The controversial merger between grocery store giants Kroger (KR) and Albertsons (ACI) announced back in October called for Kroger to pay $34.10 a share for Albertsons, with the deal closing in 2024. That takeout price included a special dividend of $6.85 that Albertsons shareholders of record as of Oct. 24 were to receive back in November. The payment of that dividend was delayed due to a preliminary injunction, but the Washington State Supreme Court declined to intervene and the dividend payment now is moving forward.
Albertsons' current stock price of $21.20 implies 29% upside if the merger goes through (as the current price excludes the $6.85 special dividend) and suggests that the market doubts the merger will proceed. The politicos have been all over this deal as the combination would create the largest pure-play U.S. grocery company and would be second only to Walmart (WMT) in terms of grocery sales. (I only wish our local Acme store -- an Albertson's brand -- had Walmart-like prices.)

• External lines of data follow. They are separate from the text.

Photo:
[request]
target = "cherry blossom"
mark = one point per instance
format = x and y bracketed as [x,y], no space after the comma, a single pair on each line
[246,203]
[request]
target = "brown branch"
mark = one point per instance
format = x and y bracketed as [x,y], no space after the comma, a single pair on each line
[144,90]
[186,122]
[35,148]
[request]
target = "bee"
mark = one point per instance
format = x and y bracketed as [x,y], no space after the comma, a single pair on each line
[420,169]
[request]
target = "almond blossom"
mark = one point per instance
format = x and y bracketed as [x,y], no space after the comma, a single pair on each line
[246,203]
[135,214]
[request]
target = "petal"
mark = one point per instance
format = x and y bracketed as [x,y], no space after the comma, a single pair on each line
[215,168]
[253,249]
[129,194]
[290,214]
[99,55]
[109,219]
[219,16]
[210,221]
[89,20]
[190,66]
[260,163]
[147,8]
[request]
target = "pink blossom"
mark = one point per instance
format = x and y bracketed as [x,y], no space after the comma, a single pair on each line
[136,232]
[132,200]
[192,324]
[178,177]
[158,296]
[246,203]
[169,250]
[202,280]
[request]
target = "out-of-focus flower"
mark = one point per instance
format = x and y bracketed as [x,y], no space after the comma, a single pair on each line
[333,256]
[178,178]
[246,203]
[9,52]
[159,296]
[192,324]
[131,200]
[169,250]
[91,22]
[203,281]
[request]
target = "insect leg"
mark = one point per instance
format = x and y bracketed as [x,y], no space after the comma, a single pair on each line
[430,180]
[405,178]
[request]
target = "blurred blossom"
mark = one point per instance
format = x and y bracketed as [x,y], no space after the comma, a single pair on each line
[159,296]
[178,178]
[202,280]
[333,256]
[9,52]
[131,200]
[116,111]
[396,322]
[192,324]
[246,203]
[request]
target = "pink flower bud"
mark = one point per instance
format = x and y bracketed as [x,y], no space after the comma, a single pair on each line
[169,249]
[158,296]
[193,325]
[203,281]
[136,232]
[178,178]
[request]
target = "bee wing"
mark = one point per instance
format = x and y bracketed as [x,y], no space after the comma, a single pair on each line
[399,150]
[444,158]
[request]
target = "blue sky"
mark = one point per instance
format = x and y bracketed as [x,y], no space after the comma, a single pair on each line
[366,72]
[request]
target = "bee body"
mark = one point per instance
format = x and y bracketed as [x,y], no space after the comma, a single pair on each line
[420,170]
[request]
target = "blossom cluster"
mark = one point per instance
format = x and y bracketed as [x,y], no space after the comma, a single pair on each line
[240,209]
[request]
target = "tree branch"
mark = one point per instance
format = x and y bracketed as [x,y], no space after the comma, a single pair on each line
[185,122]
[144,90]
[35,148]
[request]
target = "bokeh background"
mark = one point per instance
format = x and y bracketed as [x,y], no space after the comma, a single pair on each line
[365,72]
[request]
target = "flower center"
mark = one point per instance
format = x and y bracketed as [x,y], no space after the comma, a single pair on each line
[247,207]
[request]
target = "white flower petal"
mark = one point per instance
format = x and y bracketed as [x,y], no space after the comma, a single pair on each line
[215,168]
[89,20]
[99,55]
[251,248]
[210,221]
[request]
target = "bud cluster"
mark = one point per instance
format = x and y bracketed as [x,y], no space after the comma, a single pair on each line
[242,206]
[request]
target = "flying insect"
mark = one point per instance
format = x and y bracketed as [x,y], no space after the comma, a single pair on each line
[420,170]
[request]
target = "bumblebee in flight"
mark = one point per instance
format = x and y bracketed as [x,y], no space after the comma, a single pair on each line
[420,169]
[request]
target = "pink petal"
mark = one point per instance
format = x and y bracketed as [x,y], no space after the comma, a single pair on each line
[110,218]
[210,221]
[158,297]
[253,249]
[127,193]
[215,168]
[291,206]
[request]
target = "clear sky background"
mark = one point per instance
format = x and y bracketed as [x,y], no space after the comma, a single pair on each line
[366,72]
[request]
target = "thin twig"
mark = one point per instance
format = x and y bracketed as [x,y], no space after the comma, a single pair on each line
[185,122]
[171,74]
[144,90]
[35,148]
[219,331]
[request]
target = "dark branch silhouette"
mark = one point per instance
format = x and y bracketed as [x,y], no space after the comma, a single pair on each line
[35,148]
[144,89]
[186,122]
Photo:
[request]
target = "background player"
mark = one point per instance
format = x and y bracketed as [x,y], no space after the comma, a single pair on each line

The grocery store business in the U.S. remains fragmented, but the biggest current players behind Walmart are Amazon (AMZN) and Costco (COST) followed by Kroger and Albertsons.
Another facet of the merger agreement to consider is that it calls for Alberstons to spin off a number of stores, estimated at between 100 and 375, which ACI shareholders would receive as part of the total consideration. If the deal goes through, it would mean cash plus shares of the spinoff worth a total of $27.25.
Of course, The Federal Trade Commission (FTC) will have its say on this merger, and Kroger has received requests for additional information from the agency. There's always the possibility the FTC will not approve the merger. I think back to the failed 1997 Office Depot/Staples merger and associated comical quote from Director of FTC Bureau of Competitions William J. Baer:
"The FTC's decision to ask a court to block the merger is about lower prices for consumers. If the merger is allowed to proceed, consumers will pay millions of dollars more for their copy paper, envelopes, pens and file folders."
In any event, knowing the risks that the merger could fail, I've recently taken a position in Albertsons. If the deal goes through, which I believe it will, I've got 30% upside, and if it does not, I've got shares in a major grocery chain trading at 7x 2024 and 2025 consensus earnings estimates and that yields 2.3%.